Les investigations ont duré plusieurs semaines. Les enquêteurs ont eu recours à des analyses génétiques et ont croisé ces résultats avec des recherches administratives menées auprès d’organismes associatifs, notamment l’Udaf (Union départementale des associations familiales). Ces démarches ont permis d’aboutir à une identification formelle : l’homme retrouvé est Michel Parmentier.
Le parcours d’un homme aux prises avec la précarité
Selon les éléments publiés par la presse locale, Michel était issu d’une fratrie de huit enfants. Né en région parisienne, il avait tenté une carrière dans le spectacle à la fin des années 1970 et obtenu un petit rôle dans le téléfilm Les Rats de cave en 1981, aux côtés du comédien Sim (Simon Berryer). L’expérience n’a pas donné de suite et il est ensuite revenu en Franche‑Comté, s’installant à Gray (Haute‑Saône) et travaillant à l’usine.
Au fil des années, sa situation personnelle s’est dégradée. Les articles locaux indiquent qu’il souffrait de troubles psychiatriques et qu’il avait perdu des attaches stables. Des témoins l’ont aperçu mendier dans les rues de Besançon peu avant la découverte. La presse a parfois appelé la dépouille « le squelette des Glacis » avant que son identité ne soit connue.

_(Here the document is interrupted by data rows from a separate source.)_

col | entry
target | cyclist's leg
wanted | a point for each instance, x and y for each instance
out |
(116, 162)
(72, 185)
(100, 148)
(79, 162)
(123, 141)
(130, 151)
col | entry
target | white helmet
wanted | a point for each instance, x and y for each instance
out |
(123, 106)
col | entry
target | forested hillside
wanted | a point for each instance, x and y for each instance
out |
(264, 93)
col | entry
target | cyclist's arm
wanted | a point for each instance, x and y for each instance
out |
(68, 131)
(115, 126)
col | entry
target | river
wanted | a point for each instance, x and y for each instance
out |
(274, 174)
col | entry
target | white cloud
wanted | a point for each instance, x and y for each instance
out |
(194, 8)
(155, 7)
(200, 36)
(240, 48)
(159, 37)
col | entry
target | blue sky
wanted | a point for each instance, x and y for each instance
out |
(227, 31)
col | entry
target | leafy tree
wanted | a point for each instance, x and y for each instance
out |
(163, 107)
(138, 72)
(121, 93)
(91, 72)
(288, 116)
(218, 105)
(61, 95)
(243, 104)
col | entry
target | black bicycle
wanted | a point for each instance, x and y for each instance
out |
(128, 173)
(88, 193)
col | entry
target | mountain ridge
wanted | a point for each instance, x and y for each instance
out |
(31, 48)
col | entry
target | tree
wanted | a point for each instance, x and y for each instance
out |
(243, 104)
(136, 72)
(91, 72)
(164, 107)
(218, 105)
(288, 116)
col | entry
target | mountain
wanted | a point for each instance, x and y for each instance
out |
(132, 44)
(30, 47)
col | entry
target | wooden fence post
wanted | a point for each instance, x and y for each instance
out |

- Lieu de découverte : cavité sous les remparts de Besançon
- Identification : analyses génétiques et recherches auprès de l’Udaf
- Parcours connu : origine région parisienne, tentative d’activité cinématographique, vie à Gray puis errance
« Le travail d’identification a nécessité le croisement de plusieurs données génétiques et des pistes associatives »
Conséquences locales et questionnements
Cette affaire soulève plusieurs questions pour Besançon : comment repérer et accompagner les personnes en grande précarité ? Quels liens entre services sociaux, associations et forces de l’ordre peuvent être renforcés pour éviter qu’un décès passe si longtemps inaperçu ? Le rôle des associations a été déterminant dans l’identification, mettant en lumière leur place cruciale sur le terrain.
La sœur de la victime a indiqué avoir tenté de reprendre contact sans succès, selon la presse. Les autorités n’ont pas porté à ce stade d’autre précision publique sur les causes exactes du décès. Les investigations et les constats médico‑légaux seront nécessaires pour préciser les circonstances.
| Événement | Date |
|---|---|
| Découverte du corps | début avril |
| Identification | quelques semaines plus tard (analyses génétiques, Udaf) |
Pour les Bisontins, cette affaire rappelle la réalité de la grande précarité en ville et l’importance des réseaux d’entraide. Les services municipaux et associatifs sont sommés de poursuivre leurs efforts pour repérer les personnes vulnérables et prévenir des drames similaires.